At first, the pans can seem quite similar, but by playing the test a number of times at a comfortable sound level, significant differences can emerge. Using processes of elimination and what they already know about mic array traits, the field recordists I have shared the test with have been able to identify arrays used with a high degree of accuracy. They have pointed-out differences in horizontal spacing as well as depth (apparent distance from the mic across the stereo field) and overall consistency or smoothness. Several have commented that it helps to close your eyes and visualize a boom box playing short excerpts of pink noise across a 200' wide landscape. The different mics used in the arrays account for much of the frequency response differences heard. After you have noted the performance differences and allocated them to appropriate array types, here's a chart identifying the mic arrays to see how you fared.

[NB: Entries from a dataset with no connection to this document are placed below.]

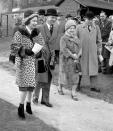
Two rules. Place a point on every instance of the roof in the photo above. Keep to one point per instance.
(92, 3)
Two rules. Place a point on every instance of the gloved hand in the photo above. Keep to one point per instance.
(39, 55)
(29, 52)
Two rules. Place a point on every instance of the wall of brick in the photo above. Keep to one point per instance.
(69, 7)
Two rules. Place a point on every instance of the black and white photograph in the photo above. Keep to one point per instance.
(56, 65)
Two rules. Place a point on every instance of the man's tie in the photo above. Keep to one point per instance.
(89, 28)
(51, 29)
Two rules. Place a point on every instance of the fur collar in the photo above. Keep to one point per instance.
(24, 31)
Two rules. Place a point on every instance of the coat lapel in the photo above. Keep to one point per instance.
(54, 34)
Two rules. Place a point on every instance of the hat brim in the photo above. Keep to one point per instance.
(30, 17)
(51, 14)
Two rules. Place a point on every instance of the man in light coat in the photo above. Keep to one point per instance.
(49, 33)
(90, 37)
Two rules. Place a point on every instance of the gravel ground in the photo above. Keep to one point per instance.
(9, 120)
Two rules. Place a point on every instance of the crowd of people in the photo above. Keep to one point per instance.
(46, 38)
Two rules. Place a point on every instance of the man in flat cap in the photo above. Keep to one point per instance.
(41, 13)
(49, 33)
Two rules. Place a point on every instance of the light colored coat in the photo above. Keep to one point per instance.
(91, 43)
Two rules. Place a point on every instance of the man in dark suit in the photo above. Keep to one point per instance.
(49, 33)
(105, 28)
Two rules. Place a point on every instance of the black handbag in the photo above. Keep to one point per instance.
(41, 65)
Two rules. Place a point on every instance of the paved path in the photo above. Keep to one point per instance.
(87, 114)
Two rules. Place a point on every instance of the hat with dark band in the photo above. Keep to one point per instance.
(29, 14)
(41, 12)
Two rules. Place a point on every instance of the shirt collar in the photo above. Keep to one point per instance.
(48, 25)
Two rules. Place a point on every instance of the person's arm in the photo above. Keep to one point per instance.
(99, 41)
(17, 44)
(64, 50)
(106, 32)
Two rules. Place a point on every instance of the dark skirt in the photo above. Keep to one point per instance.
(26, 89)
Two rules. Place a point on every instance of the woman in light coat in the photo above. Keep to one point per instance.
(69, 63)
(90, 37)
(25, 61)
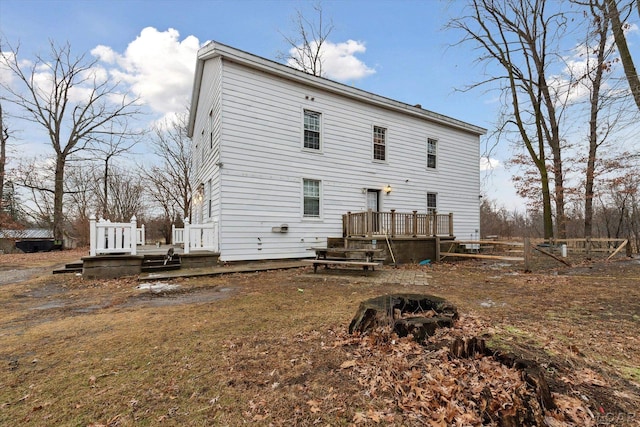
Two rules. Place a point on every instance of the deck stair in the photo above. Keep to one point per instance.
(155, 263)
(72, 267)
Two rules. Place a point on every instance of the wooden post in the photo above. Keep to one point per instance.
(133, 240)
(527, 255)
(393, 223)
(435, 223)
(92, 235)
(415, 223)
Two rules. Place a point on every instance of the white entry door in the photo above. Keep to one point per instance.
(372, 200)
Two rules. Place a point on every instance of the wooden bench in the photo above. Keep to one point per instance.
(345, 262)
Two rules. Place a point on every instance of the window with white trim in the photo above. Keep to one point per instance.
(432, 203)
(311, 196)
(311, 130)
(379, 143)
(211, 129)
(210, 192)
(432, 145)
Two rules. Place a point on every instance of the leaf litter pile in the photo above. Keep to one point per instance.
(276, 350)
(432, 387)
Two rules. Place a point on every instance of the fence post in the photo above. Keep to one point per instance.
(187, 236)
(393, 223)
(92, 235)
(435, 223)
(415, 223)
(134, 235)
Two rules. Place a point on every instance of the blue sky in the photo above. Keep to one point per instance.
(406, 45)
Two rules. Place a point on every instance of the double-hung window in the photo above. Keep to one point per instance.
(432, 203)
(379, 143)
(311, 130)
(311, 196)
(432, 145)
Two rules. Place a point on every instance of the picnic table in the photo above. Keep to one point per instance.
(361, 257)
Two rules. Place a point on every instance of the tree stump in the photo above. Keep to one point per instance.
(416, 314)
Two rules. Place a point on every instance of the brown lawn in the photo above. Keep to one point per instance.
(271, 348)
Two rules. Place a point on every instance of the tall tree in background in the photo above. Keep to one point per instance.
(170, 181)
(593, 80)
(519, 38)
(116, 144)
(4, 137)
(72, 101)
(306, 43)
(618, 28)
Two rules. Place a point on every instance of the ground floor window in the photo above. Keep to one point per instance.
(311, 195)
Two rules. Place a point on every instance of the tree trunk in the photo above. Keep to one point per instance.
(58, 218)
(3, 158)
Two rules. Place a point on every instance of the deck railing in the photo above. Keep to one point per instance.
(197, 237)
(106, 237)
(396, 224)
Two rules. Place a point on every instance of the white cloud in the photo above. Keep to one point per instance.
(339, 60)
(489, 163)
(157, 66)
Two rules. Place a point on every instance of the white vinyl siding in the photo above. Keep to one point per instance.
(258, 185)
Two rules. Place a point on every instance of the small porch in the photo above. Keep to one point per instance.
(403, 237)
(118, 249)
(396, 224)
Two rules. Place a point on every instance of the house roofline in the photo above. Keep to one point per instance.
(214, 49)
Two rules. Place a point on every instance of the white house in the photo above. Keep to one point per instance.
(280, 156)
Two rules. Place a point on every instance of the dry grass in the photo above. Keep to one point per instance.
(261, 347)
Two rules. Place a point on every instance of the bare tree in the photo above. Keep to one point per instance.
(519, 36)
(4, 137)
(74, 104)
(170, 181)
(306, 44)
(618, 28)
(116, 144)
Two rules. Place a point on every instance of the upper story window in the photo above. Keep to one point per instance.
(432, 146)
(311, 130)
(311, 196)
(379, 143)
(211, 129)
(432, 203)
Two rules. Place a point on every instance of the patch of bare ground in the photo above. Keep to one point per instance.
(272, 348)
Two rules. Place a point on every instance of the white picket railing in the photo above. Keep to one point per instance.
(106, 237)
(198, 237)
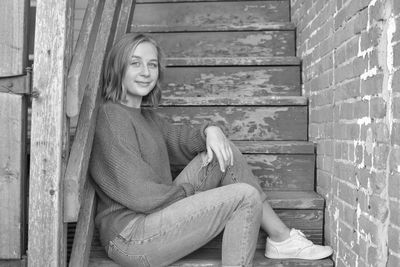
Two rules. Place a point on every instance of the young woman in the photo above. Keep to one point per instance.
(145, 217)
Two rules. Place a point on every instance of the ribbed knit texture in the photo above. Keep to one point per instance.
(130, 164)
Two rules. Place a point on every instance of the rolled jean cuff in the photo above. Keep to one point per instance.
(188, 188)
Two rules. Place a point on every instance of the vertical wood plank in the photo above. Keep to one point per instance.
(13, 59)
(46, 235)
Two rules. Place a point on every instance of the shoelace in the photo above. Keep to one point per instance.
(302, 237)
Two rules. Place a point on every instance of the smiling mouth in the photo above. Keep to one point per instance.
(143, 83)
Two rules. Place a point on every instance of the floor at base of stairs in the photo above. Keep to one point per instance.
(212, 258)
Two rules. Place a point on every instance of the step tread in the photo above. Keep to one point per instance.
(295, 200)
(234, 101)
(276, 147)
(177, 1)
(212, 257)
(233, 61)
(266, 26)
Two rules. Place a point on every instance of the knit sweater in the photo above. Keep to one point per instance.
(130, 164)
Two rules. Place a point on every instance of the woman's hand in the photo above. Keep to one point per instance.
(218, 143)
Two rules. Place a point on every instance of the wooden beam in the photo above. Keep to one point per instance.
(80, 152)
(79, 70)
(84, 229)
(46, 235)
(13, 59)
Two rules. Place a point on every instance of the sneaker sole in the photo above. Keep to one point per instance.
(319, 257)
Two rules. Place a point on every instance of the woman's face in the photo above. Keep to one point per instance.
(141, 74)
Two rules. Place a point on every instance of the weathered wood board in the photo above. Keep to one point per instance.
(227, 44)
(47, 235)
(309, 221)
(210, 13)
(226, 81)
(13, 164)
(13, 120)
(279, 172)
(246, 122)
(212, 258)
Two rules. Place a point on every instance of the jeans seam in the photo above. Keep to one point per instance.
(201, 212)
(245, 240)
(142, 258)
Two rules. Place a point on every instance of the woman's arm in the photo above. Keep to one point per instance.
(119, 170)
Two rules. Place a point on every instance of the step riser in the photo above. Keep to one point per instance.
(280, 172)
(232, 81)
(227, 44)
(247, 122)
(210, 13)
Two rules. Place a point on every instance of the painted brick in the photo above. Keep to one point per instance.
(377, 208)
(370, 38)
(396, 134)
(394, 159)
(373, 256)
(396, 77)
(361, 109)
(380, 132)
(372, 85)
(369, 229)
(393, 261)
(348, 90)
(396, 51)
(348, 256)
(394, 213)
(394, 239)
(396, 107)
(360, 65)
(377, 108)
(347, 193)
(394, 186)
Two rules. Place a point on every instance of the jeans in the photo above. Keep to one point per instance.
(231, 200)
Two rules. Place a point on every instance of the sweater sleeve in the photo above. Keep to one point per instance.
(119, 170)
(184, 142)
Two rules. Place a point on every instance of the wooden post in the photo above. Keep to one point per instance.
(13, 59)
(47, 234)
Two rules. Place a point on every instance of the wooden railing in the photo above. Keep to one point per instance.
(104, 23)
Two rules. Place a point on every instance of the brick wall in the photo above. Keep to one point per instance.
(351, 74)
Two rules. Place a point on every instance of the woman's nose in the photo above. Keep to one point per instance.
(145, 70)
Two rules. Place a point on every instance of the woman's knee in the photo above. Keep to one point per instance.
(248, 193)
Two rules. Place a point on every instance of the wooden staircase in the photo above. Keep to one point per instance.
(233, 62)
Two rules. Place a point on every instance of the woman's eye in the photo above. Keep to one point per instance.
(153, 65)
(135, 63)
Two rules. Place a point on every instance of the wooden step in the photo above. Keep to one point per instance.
(231, 61)
(249, 120)
(210, 13)
(225, 81)
(267, 26)
(212, 258)
(227, 44)
(278, 165)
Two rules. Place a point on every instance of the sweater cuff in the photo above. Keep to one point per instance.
(208, 124)
(188, 188)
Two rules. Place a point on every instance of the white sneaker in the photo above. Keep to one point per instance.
(297, 246)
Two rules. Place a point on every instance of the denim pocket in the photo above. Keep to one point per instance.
(120, 256)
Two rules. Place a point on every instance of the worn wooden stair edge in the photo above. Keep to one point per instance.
(268, 26)
(178, 1)
(234, 101)
(232, 61)
(212, 257)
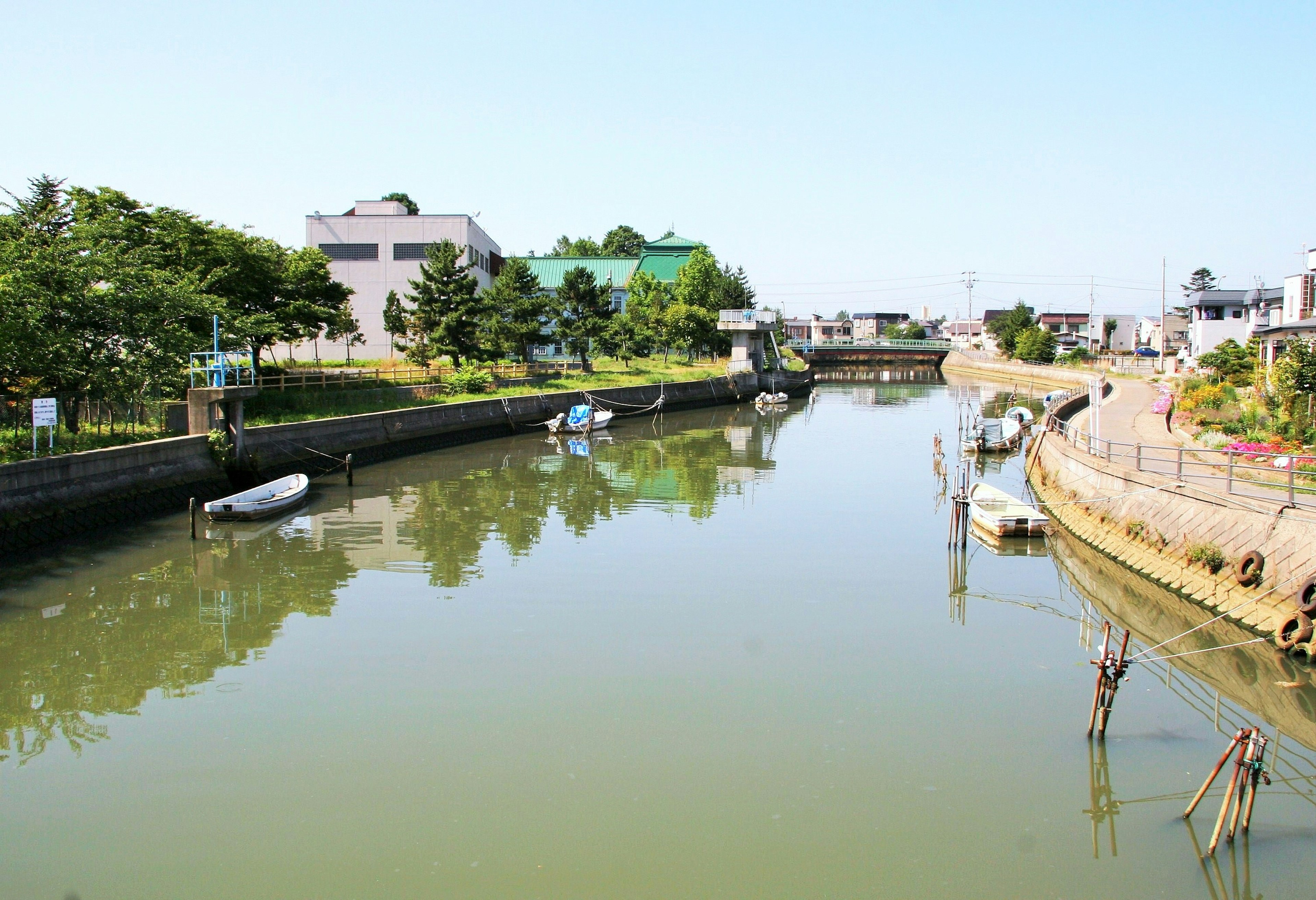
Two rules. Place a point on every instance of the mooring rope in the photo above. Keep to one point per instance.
(1247, 603)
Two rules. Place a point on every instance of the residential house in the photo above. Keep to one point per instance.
(1070, 329)
(872, 326)
(962, 333)
(815, 328)
(1217, 316)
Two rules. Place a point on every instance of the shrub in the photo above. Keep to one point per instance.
(469, 379)
(1209, 556)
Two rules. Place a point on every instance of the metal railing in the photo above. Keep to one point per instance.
(1239, 473)
(224, 369)
(747, 316)
(801, 344)
(345, 378)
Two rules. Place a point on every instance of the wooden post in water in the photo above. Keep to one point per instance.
(1206, 786)
(1224, 806)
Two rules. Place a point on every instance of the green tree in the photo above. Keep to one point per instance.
(1202, 279)
(519, 307)
(565, 246)
(1232, 362)
(1035, 344)
(397, 321)
(906, 332)
(648, 301)
(733, 290)
(622, 241)
(582, 310)
(346, 328)
(448, 312)
(1006, 329)
(398, 196)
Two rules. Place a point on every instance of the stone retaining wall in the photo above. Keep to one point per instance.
(57, 497)
(1045, 376)
(1148, 523)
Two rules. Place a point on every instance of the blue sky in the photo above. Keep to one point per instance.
(855, 157)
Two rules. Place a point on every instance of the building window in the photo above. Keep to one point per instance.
(410, 251)
(351, 251)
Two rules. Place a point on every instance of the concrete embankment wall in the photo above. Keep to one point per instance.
(1148, 522)
(1019, 373)
(47, 499)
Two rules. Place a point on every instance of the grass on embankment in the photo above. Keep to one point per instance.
(278, 407)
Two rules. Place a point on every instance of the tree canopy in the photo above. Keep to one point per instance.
(102, 294)
(398, 196)
(623, 241)
(1006, 329)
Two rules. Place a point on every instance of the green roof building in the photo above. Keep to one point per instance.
(662, 258)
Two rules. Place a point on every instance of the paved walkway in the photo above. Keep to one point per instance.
(1127, 419)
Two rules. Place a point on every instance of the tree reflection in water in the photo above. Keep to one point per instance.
(169, 616)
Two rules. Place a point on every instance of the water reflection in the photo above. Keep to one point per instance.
(122, 631)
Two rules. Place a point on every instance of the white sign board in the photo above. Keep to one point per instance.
(44, 414)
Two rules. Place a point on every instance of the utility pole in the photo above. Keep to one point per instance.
(1164, 323)
(1092, 295)
(969, 283)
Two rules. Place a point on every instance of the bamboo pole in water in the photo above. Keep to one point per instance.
(1228, 799)
(1206, 786)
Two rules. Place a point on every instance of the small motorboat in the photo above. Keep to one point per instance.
(581, 420)
(260, 502)
(1022, 415)
(994, 436)
(999, 514)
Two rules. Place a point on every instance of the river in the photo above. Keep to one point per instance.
(714, 654)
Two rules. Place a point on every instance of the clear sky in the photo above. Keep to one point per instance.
(855, 157)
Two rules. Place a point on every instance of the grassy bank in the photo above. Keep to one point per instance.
(278, 407)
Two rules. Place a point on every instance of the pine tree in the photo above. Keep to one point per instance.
(447, 316)
(518, 307)
(395, 320)
(582, 310)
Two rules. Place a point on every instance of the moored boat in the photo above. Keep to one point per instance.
(260, 502)
(993, 436)
(1022, 415)
(999, 514)
(581, 420)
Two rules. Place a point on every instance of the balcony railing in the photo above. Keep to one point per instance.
(747, 316)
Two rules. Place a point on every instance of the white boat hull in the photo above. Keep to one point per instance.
(260, 502)
(999, 514)
(600, 422)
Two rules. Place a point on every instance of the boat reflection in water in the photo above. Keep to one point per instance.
(169, 613)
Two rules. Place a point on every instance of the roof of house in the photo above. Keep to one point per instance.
(552, 269)
(1234, 298)
(1301, 326)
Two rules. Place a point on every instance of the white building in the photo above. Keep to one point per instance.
(376, 248)
(1217, 316)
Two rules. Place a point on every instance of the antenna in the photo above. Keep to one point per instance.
(969, 283)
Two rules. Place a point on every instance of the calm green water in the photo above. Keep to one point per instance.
(724, 654)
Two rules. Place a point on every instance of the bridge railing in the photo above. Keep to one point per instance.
(876, 344)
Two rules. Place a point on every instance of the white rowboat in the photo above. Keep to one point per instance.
(999, 514)
(260, 502)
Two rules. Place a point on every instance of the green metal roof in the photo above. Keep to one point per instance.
(673, 243)
(662, 265)
(552, 269)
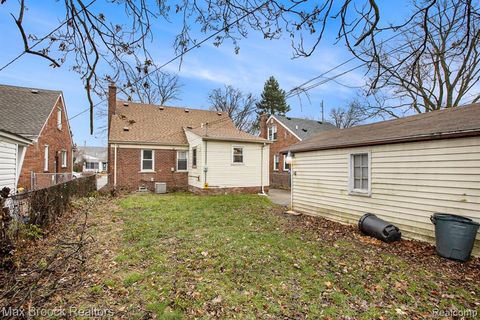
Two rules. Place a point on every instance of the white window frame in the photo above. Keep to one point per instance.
(194, 163)
(351, 178)
(243, 156)
(45, 157)
(64, 158)
(272, 133)
(285, 163)
(153, 161)
(186, 158)
(59, 119)
(276, 164)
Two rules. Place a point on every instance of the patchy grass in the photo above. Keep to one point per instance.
(183, 256)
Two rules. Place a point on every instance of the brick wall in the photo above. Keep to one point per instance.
(57, 140)
(223, 191)
(130, 178)
(279, 178)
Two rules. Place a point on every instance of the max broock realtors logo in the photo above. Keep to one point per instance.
(73, 312)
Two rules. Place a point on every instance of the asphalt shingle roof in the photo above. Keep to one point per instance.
(24, 111)
(92, 153)
(446, 123)
(304, 128)
(148, 123)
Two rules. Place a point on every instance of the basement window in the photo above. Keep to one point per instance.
(360, 174)
(147, 161)
(276, 162)
(237, 155)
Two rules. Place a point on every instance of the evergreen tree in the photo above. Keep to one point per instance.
(272, 99)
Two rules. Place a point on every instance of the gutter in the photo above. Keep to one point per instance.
(435, 136)
(262, 193)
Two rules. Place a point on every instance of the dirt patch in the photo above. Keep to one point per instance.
(416, 252)
(59, 263)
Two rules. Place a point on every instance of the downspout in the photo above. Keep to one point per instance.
(262, 193)
(205, 167)
(115, 169)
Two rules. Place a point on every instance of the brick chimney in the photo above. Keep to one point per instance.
(112, 102)
(263, 126)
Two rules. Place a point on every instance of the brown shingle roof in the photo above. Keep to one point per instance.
(148, 123)
(221, 131)
(24, 111)
(447, 123)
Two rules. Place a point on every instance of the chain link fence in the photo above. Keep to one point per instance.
(38, 208)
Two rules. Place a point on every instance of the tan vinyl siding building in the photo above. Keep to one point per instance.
(408, 181)
(221, 171)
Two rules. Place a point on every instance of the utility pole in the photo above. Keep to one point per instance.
(323, 118)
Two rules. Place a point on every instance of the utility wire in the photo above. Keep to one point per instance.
(45, 37)
(298, 89)
(178, 56)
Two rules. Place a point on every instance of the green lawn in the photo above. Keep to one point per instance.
(185, 256)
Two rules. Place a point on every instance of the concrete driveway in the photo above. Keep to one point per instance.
(279, 196)
(101, 181)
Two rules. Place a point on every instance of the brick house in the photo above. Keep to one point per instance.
(185, 149)
(284, 131)
(41, 116)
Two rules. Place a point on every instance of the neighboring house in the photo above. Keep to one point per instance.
(12, 153)
(284, 131)
(402, 170)
(198, 150)
(41, 116)
(92, 159)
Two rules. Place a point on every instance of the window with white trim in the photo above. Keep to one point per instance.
(286, 166)
(182, 160)
(194, 157)
(45, 158)
(147, 160)
(272, 133)
(64, 158)
(276, 162)
(237, 155)
(59, 119)
(360, 173)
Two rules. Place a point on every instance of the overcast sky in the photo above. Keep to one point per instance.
(202, 70)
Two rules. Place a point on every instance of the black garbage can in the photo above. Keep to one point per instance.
(374, 226)
(454, 235)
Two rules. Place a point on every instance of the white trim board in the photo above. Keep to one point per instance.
(283, 125)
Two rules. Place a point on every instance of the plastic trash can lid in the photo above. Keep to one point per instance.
(453, 217)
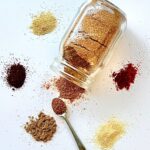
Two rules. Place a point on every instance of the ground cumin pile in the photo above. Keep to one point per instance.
(43, 23)
(68, 90)
(108, 134)
(42, 128)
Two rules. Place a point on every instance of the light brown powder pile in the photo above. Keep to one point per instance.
(110, 133)
(42, 128)
(43, 23)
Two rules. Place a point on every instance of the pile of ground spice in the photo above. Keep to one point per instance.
(43, 23)
(108, 134)
(125, 77)
(16, 75)
(42, 128)
(59, 107)
(69, 90)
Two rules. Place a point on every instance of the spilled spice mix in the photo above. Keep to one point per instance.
(43, 23)
(69, 90)
(59, 107)
(125, 77)
(16, 75)
(42, 128)
(109, 133)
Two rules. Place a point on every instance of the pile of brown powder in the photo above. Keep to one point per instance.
(42, 128)
(43, 23)
(69, 90)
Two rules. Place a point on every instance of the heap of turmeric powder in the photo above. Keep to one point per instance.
(43, 23)
(109, 133)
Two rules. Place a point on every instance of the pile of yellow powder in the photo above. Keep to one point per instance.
(108, 134)
(43, 23)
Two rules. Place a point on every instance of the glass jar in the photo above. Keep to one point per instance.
(88, 44)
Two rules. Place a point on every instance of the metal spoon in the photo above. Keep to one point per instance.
(77, 139)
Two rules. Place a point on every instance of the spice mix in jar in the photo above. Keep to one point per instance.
(88, 43)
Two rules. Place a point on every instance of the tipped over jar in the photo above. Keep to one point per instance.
(89, 42)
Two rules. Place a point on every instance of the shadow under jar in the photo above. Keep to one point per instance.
(87, 45)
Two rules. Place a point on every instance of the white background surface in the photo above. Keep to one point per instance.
(132, 107)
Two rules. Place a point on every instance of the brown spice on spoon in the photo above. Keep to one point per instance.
(42, 128)
(59, 107)
(69, 90)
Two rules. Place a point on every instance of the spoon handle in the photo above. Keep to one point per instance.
(77, 139)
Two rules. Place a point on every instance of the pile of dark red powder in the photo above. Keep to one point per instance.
(125, 77)
(16, 75)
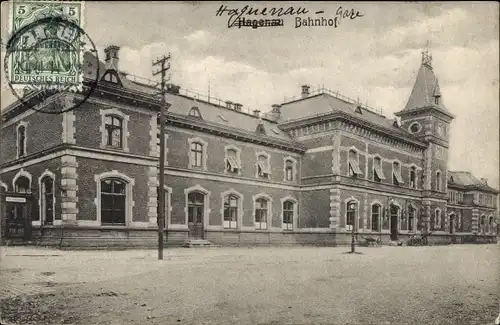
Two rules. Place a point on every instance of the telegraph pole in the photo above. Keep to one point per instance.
(164, 67)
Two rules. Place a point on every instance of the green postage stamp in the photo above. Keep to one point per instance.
(45, 50)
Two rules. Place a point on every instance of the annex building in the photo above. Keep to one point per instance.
(307, 172)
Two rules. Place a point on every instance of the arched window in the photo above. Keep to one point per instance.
(437, 219)
(233, 163)
(22, 185)
(482, 223)
(413, 177)
(289, 167)
(196, 207)
(196, 154)
(114, 131)
(47, 200)
(352, 207)
(411, 218)
(261, 213)
(288, 210)
(396, 174)
(21, 141)
(376, 211)
(263, 167)
(354, 170)
(378, 172)
(113, 201)
(230, 211)
(438, 181)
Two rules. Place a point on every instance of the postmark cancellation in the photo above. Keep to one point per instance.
(45, 47)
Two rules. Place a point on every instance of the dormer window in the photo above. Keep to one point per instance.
(114, 131)
(260, 129)
(111, 76)
(415, 127)
(195, 112)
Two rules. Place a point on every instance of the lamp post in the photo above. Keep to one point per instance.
(353, 240)
(164, 67)
(352, 211)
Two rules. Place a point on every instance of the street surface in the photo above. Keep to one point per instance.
(457, 284)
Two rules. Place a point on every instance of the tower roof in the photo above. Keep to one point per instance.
(426, 88)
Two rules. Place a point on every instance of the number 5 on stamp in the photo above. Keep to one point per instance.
(45, 54)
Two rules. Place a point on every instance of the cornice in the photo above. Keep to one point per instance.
(225, 131)
(356, 124)
(420, 110)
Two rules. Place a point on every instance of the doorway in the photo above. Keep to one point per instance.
(16, 216)
(196, 214)
(394, 222)
(452, 224)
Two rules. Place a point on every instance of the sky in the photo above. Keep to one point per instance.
(374, 58)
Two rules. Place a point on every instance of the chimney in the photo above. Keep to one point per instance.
(173, 89)
(111, 53)
(305, 91)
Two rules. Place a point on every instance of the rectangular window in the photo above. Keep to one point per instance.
(196, 154)
(288, 215)
(375, 217)
(396, 174)
(354, 170)
(230, 212)
(413, 177)
(289, 167)
(263, 169)
(233, 165)
(113, 127)
(261, 214)
(378, 173)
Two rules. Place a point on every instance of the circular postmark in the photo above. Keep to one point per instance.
(44, 61)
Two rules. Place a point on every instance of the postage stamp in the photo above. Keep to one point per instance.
(47, 54)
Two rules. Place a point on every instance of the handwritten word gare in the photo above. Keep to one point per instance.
(332, 22)
(235, 14)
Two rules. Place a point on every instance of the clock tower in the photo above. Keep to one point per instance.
(426, 117)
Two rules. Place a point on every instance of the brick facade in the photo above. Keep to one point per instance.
(324, 152)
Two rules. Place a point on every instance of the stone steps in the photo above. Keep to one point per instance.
(198, 243)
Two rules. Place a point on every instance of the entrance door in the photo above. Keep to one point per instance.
(16, 218)
(452, 224)
(196, 211)
(394, 222)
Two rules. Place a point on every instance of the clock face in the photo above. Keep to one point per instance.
(440, 129)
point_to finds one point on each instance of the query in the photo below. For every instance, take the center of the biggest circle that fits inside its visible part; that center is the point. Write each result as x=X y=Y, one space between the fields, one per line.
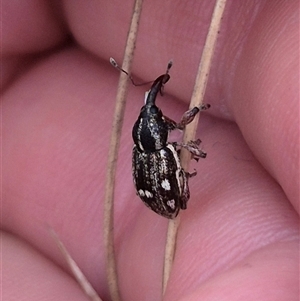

Visitors are welcome to leave observations and questions about the test below. Rob D.


At 3:10 AM, Blogger gabriele said...

Hi Rob,

my name is Gabriele. I'd like to make some questions about the Rich Peet's AT3032s foam cube.

I listened to the test and I liked the stereo passage of the noise from left to right.

Does the foam act like a sort of barrier between the At3032s angled 90deg or is it like having 4 spaced omnis?

Are there any phase issues in a mixdown to mono?

How else could I set up 4 AT3032s to make a surround array?

Thank you very much.

Gabriele Fasano

At 4:18 AM, Blogger Rob D. said...

Hi Gabriele-

There appears to be some boundary effect created by the foam but not as pronounced as a hard surface boundary would be. I'm not aware of any phase issues.

The amplitude of sounds in the center or between the mics with the Cube is lower compared to other array designs.

There are many ways to make surround arrays with 3032s. The DIY Boundary Mics Blog has some stereo arrays that are being used for surround and stereo. There are several theories for surround imagery with differing strengths and weaknesses. Many personal preferences and other factors involved in what folks like best.

I'm currently using spaced stereo pairs with medium-sized SASS-like DIY arrays and/or Jecklin Discs. Here is one spaced pair example,

Rob D.

At 9:00 AM, Blogger gabriele said...

Hi Rob,

Thanks for your reply!

Please could you tell me how does the Rich's foam cube sounds?
Are there any 'holes' in the surround image?

I built an AT3032s wooden stereo set up as shown on Curt Olson's blog and I'm very happy with the results. Do you think I could make a surround rig composed by 2 wooden set up like that, opposed to each other and separated 14'' or more like in the Rich's foam cube?

Thank you very much again for your help!


At 10:09 AM, Blogger Rob D. said...

Hi Gabriele-
I personally prefer what I can do with spaced stereo pairs over a symmetrical array. Human hearing is not at all symmetrical. As I said, the "centers" between the mics on the Cube have lower gain. There is no perfect mic array-- thre are strengthsand weaknesses and the speaker systems and setting for surround playback have huge influences on results too.

The neat thing about the DIY boundary arrays, besides the interesting spatial qualities they are capable of, is they are easy and inexpensive to make. You can make several types and try them all. This will teach you a lot more than people's suggestions.

There's a small email list of nature recordists who work in surround that I can direct you. Its best that you build some of the arrays and become familiar with some of the differences in performance you hear. The DIY Boundary Mics Blog has many of the designs. Rob D.